Belgium (Brussels Morning Newspaper) Denmark has recently passed several controversial laws restricting the rights of arriving refugees as well as the country’s residents with immigrant backgrounds. The Social Democrat-led Danish government has passed legislation to relocate refugees seeking asylum to third countries outside the EU while their cases are being reviewed in Denmark. This brings Denmark a step further towards its goal of “zero asylum seekers”. The government has advocated these off-shore processing centres as the solution to Europe’s immigration crisis.
The immigration detention sites in Denmark remain sites of grave concern for many observers and human rights organizations. European Committee for the Prevention of Torture earlier described the living conditions and regimes in such facilities as “unacceptable,” However, Denmark is still imposing strict measures and procedures to prevent the arrival of new immigrants.

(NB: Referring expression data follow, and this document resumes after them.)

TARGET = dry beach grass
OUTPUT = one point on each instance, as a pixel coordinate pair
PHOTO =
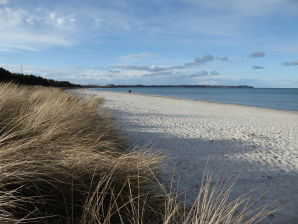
(62, 162)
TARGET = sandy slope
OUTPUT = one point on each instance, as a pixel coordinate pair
(260, 144)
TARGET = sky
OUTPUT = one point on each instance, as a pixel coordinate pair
(214, 42)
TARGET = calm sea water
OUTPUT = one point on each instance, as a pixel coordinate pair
(282, 99)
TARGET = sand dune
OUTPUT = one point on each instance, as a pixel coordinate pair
(259, 144)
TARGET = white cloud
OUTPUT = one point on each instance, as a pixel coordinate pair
(33, 30)
(136, 56)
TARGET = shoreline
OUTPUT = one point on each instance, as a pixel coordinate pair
(200, 101)
(260, 144)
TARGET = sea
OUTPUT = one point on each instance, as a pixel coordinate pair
(273, 98)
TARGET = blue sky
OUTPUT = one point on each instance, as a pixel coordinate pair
(224, 42)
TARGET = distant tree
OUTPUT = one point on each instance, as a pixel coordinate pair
(7, 76)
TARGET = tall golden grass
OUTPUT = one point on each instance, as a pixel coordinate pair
(62, 162)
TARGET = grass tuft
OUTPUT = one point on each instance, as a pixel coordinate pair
(61, 161)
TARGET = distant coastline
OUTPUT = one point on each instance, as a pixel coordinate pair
(159, 86)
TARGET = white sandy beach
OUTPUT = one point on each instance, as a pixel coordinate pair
(259, 144)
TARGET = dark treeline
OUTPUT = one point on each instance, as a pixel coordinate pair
(7, 76)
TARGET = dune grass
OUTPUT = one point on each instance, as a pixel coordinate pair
(61, 161)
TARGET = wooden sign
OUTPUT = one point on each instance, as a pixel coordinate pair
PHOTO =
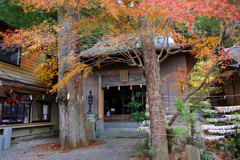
(19, 98)
(124, 75)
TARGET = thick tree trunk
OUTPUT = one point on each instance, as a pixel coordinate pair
(153, 83)
(71, 107)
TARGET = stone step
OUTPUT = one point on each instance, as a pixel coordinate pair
(117, 128)
(121, 124)
(119, 134)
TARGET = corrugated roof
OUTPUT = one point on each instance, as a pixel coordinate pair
(235, 53)
(117, 45)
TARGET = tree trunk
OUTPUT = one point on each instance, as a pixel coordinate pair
(153, 83)
(71, 106)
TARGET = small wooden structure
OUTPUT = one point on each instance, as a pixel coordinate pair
(228, 92)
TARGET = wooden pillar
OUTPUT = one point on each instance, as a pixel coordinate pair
(100, 99)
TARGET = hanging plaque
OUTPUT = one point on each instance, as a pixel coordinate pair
(124, 75)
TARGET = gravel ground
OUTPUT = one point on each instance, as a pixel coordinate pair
(26, 150)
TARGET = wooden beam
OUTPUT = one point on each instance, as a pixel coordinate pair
(31, 130)
(35, 99)
(104, 85)
(51, 128)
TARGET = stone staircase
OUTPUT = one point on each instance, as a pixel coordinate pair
(120, 130)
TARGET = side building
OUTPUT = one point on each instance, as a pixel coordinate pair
(24, 105)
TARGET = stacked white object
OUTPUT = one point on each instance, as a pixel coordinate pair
(227, 109)
(145, 126)
(213, 138)
(168, 117)
(224, 129)
(216, 119)
(213, 127)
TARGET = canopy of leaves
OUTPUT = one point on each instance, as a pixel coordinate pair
(15, 15)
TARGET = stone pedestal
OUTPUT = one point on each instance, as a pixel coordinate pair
(174, 143)
(90, 126)
(1, 140)
(192, 153)
(197, 138)
(99, 125)
(7, 134)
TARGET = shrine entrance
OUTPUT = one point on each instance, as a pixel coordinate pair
(116, 97)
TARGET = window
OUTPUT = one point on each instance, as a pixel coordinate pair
(15, 108)
(13, 112)
(41, 111)
(10, 55)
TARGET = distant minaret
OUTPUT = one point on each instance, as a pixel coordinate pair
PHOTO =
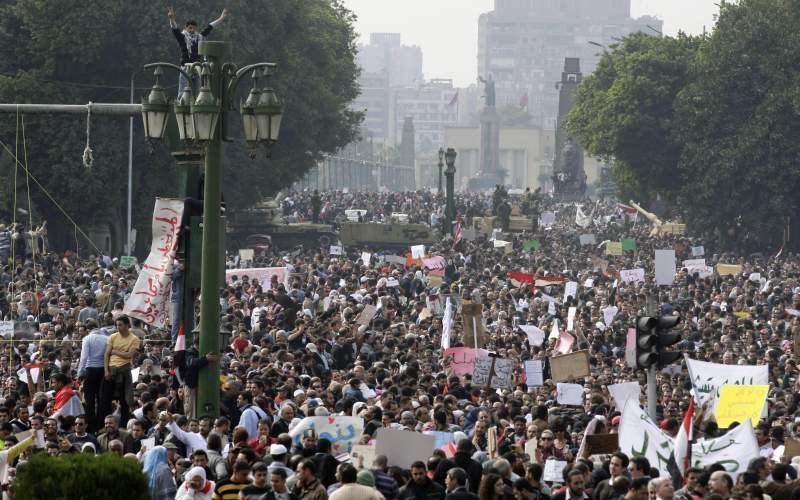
(569, 177)
(407, 147)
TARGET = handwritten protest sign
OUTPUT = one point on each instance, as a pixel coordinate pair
(442, 438)
(628, 245)
(246, 255)
(6, 329)
(493, 372)
(529, 245)
(738, 403)
(631, 275)
(639, 435)
(570, 290)
(127, 261)
(535, 335)
(342, 432)
(574, 365)
(462, 359)
(149, 300)
(623, 392)
(791, 448)
(363, 455)
(665, 266)
(728, 269)
(402, 448)
(614, 248)
(365, 258)
(264, 275)
(554, 470)
(366, 314)
(597, 444)
(569, 394)
(534, 373)
(708, 379)
(471, 315)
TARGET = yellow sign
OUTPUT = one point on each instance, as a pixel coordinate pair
(614, 248)
(737, 403)
(728, 269)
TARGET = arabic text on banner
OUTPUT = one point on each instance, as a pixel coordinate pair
(639, 436)
(342, 432)
(149, 300)
(262, 274)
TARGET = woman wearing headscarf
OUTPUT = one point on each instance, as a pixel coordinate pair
(159, 475)
(196, 486)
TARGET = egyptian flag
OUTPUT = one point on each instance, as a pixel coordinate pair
(544, 281)
(180, 354)
(66, 403)
(521, 277)
(679, 462)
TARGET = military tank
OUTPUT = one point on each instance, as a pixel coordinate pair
(263, 225)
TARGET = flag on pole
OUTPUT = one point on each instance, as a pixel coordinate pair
(458, 232)
(683, 451)
(66, 403)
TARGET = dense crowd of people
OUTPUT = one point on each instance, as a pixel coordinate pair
(301, 348)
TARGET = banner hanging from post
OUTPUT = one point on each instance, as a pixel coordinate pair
(149, 299)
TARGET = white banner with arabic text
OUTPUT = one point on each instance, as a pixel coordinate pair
(639, 436)
(149, 300)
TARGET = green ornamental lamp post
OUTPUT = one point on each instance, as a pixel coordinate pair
(202, 121)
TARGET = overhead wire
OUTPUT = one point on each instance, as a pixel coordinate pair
(50, 197)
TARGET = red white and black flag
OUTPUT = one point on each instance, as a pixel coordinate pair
(680, 459)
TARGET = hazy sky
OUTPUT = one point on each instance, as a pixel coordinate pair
(447, 30)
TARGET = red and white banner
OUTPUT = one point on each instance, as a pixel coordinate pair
(149, 300)
(262, 274)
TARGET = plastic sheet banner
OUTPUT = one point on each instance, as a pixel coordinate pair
(342, 432)
(149, 299)
(738, 403)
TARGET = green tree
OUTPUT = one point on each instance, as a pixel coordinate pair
(80, 475)
(96, 45)
(625, 111)
(740, 166)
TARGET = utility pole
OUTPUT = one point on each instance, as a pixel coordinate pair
(450, 209)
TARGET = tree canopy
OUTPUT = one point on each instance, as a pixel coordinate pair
(707, 122)
(72, 52)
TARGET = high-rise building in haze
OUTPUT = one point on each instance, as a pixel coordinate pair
(523, 43)
(385, 54)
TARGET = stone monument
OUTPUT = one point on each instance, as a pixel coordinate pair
(490, 173)
(569, 178)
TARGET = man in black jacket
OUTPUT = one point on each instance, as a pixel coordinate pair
(456, 483)
(189, 40)
(189, 370)
(462, 459)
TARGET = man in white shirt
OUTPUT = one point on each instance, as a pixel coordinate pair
(192, 440)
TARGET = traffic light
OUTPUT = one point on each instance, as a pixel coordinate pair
(653, 335)
(667, 338)
(646, 341)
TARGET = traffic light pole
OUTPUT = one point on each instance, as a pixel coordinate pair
(652, 392)
(652, 371)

Denmark is further putting hundreds of people at high risk of return to Syria, claiming that Damascus and the surrounding region is now safe. Air and ground attacks in some areas may have been reduced, but dangers remain, with evidence showing that detentions, disappearances, and torture of returnees continue. Danish authorities must protect all people from Syria, grant them refugee status and reverse any attempt to force them back.
Morten Peteresen MEP representing Renew Europe Group in the European Parliament, Committee on Civil Liberties, Justice and Home Affairs, spoke to Brussels Morning about the implications of the practices of the government Denmark towards refugees and asylum seekers.

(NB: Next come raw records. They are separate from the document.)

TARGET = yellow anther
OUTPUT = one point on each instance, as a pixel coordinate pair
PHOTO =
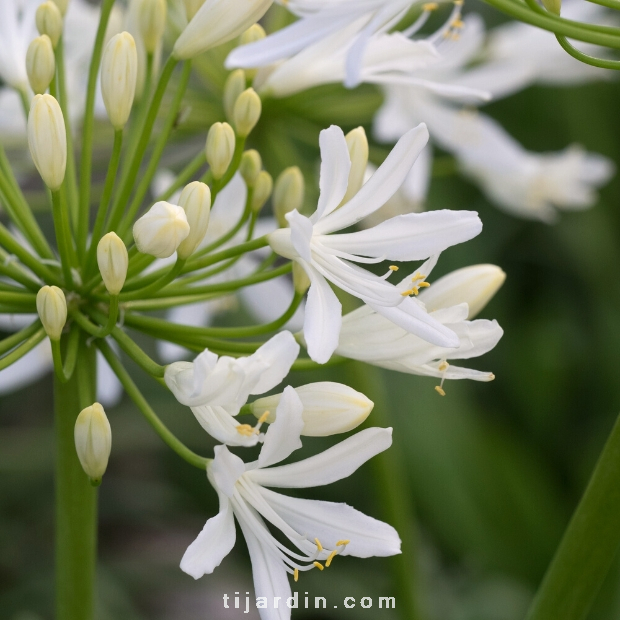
(332, 555)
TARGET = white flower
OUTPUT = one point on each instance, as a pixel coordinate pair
(316, 530)
(452, 300)
(326, 256)
(217, 387)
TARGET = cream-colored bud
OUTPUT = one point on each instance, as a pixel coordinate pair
(52, 309)
(250, 166)
(113, 261)
(301, 281)
(160, 231)
(47, 140)
(288, 194)
(62, 5)
(216, 22)
(220, 148)
(119, 73)
(195, 200)
(49, 21)
(40, 64)
(192, 7)
(329, 408)
(151, 23)
(262, 190)
(235, 85)
(475, 286)
(357, 143)
(93, 441)
(246, 112)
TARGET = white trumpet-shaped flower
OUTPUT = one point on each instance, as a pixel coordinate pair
(316, 531)
(453, 300)
(325, 256)
(217, 387)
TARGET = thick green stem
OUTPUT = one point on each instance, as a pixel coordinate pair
(76, 499)
(589, 545)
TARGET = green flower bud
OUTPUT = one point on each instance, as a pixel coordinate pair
(52, 309)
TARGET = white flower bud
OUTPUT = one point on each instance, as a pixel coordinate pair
(220, 148)
(192, 7)
(62, 5)
(288, 194)
(246, 112)
(161, 229)
(151, 23)
(49, 21)
(329, 408)
(235, 85)
(93, 441)
(40, 64)
(113, 262)
(195, 200)
(474, 285)
(47, 140)
(262, 190)
(119, 73)
(250, 166)
(216, 22)
(52, 309)
(357, 143)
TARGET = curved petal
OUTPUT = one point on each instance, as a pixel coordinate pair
(336, 463)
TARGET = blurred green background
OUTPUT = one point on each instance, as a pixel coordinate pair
(493, 471)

Morten Petersen commented that at the moment nothing suggests that the Danish government is changing its policies on Syrian refugees. Denmark is going its own way on this issue, and it has caused a lot of criticism from across the EU.
“For one part the criticism is directed at the possible violations of international refugee- and human rights agreements. The other issue is that the Danish policy is out of solidarity with the other Member States, and this could turn into a problem for the continued Danish participation in the Dublin Regulation” added Petersen MEP.

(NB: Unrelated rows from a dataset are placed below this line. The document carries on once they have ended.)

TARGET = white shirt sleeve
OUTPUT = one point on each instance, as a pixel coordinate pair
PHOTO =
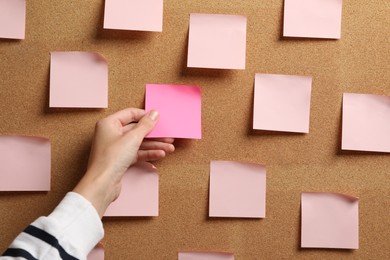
(71, 231)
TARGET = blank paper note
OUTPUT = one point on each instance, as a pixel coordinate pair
(12, 19)
(144, 15)
(366, 122)
(312, 18)
(78, 79)
(180, 110)
(24, 163)
(97, 253)
(329, 220)
(217, 41)
(282, 103)
(139, 193)
(237, 189)
(205, 256)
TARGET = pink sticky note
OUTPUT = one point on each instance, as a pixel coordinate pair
(139, 193)
(97, 253)
(312, 18)
(78, 79)
(205, 256)
(329, 220)
(12, 19)
(237, 189)
(24, 163)
(366, 122)
(217, 41)
(282, 103)
(145, 15)
(180, 110)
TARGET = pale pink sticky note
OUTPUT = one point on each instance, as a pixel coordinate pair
(237, 189)
(282, 103)
(312, 18)
(144, 15)
(24, 163)
(180, 110)
(97, 253)
(366, 122)
(205, 256)
(217, 41)
(139, 193)
(12, 19)
(329, 220)
(78, 79)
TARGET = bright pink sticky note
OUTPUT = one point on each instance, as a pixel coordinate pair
(97, 253)
(366, 122)
(237, 189)
(24, 163)
(217, 41)
(78, 79)
(139, 193)
(205, 256)
(145, 15)
(180, 110)
(312, 18)
(282, 103)
(329, 220)
(12, 19)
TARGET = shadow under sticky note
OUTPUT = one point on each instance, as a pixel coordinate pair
(78, 79)
(205, 256)
(24, 163)
(180, 110)
(237, 189)
(145, 15)
(12, 19)
(282, 103)
(366, 123)
(312, 18)
(329, 220)
(139, 193)
(217, 41)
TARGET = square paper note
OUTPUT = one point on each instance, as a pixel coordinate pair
(24, 163)
(180, 110)
(237, 189)
(329, 220)
(78, 79)
(144, 15)
(312, 18)
(282, 103)
(12, 19)
(366, 122)
(139, 193)
(217, 41)
(205, 256)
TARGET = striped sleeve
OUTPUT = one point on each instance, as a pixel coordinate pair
(70, 232)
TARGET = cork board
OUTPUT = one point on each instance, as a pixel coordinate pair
(358, 63)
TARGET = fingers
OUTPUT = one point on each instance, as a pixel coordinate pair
(150, 155)
(156, 145)
(128, 115)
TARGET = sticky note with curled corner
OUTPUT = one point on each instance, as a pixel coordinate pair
(199, 255)
(25, 163)
(12, 19)
(329, 220)
(312, 18)
(78, 80)
(139, 193)
(217, 41)
(366, 122)
(180, 108)
(145, 15)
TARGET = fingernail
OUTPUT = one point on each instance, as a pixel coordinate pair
(153, 115)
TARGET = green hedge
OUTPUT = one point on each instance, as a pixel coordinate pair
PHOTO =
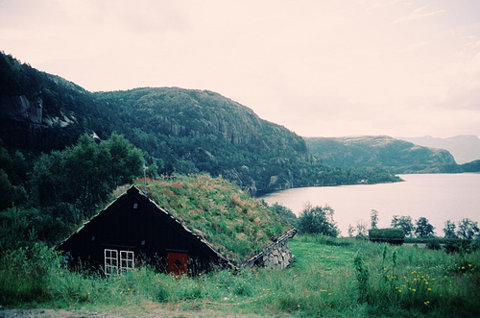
(389, 235)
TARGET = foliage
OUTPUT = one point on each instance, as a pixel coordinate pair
(317, 220)
(236, 224)
(373, 219)
(449, 229)
(423, 228)
(468, 229)
(362, 275)
(325, 280)
(179, 130)
(395, 155)
(404, 223)
(286, 213)
(64, 187)
(388, 233)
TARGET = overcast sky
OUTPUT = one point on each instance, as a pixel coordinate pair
(319, 68)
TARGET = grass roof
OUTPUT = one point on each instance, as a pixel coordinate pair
(235, 224)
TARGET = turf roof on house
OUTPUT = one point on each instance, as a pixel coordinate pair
(235, 224)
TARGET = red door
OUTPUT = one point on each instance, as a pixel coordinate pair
(177, 263)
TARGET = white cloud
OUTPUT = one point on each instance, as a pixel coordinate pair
(419, 13)
(316, 67)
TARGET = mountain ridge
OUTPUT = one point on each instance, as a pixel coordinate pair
(179, 130)
(465, 148)
(396, 155)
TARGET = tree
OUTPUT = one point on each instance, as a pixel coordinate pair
(350, 230)
(286, 213)
(404, 223)
(449, 229)
(69, 185)
(467, 229)
(374, 218)
(361, 229)
(423, 228)
(317, 220)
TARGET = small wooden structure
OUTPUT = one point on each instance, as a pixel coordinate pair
(135, 230)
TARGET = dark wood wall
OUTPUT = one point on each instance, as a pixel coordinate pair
(144, 229)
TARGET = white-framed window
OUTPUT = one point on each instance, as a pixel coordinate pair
(111, 262)
(126, 261)
(118, 263)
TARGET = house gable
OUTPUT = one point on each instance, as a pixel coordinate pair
(135, 223)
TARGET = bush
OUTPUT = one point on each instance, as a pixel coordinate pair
(25, 274)
(434, 245)
(389, 235)
(317, 220)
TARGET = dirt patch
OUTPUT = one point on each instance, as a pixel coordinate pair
(129, 312)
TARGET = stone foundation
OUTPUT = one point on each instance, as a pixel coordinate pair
(278, 257)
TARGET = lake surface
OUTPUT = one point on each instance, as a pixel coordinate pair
(438, 197)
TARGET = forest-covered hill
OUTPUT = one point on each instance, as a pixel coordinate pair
(398, 156)
(178, 130)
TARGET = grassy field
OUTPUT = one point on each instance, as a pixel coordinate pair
(331, 278)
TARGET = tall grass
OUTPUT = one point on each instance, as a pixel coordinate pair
(331, 277)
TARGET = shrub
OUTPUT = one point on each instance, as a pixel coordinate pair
(389, 235)
(317, 220)
(434, 245)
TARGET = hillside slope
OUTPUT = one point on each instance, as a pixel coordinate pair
(380, 151)
(179, 130)
(464, 148)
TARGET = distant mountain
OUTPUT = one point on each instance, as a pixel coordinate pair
(179, 130)
(396, 155)
(464, 148)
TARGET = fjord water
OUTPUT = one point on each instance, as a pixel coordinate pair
(438, 197)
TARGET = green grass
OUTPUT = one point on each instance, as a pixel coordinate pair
(398, 281)
(236, 224)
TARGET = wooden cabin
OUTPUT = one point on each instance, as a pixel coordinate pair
(189, 233)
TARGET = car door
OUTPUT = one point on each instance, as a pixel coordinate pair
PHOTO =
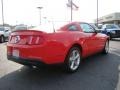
(91, 42)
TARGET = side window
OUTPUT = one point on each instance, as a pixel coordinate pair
(86, 28)
(72, 28)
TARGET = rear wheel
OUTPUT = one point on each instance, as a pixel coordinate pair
(109, 36)
(2, 39)
(73, 59)
(106, 48)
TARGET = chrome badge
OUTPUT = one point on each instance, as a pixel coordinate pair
(17, 39)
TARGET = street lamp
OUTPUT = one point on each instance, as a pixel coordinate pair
(2, 12)
(97, 13)
(40, 13)
(71, 10)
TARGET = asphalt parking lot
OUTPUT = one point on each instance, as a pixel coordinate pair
(99, 72)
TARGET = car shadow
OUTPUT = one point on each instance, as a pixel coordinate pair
(99, 72)
(115, 39)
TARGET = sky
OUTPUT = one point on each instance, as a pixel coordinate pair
(26, 12)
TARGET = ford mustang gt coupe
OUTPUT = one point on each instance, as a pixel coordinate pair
(67, 45)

Concerning the barberries the Danish government is creating to make integration of refugees difficult, he stated that most refugees are keen to integrate and contribute to Danish society, but current government refugee policies appears to be shaped by the idea that Denmark should receive as few refugees as possible.
“For quite a while the rhetoric around refugees and immigrants has been rather unfriendly in Denmark, and such a negative public debate does not support an easy integration either” Morten Petersen MEP commented.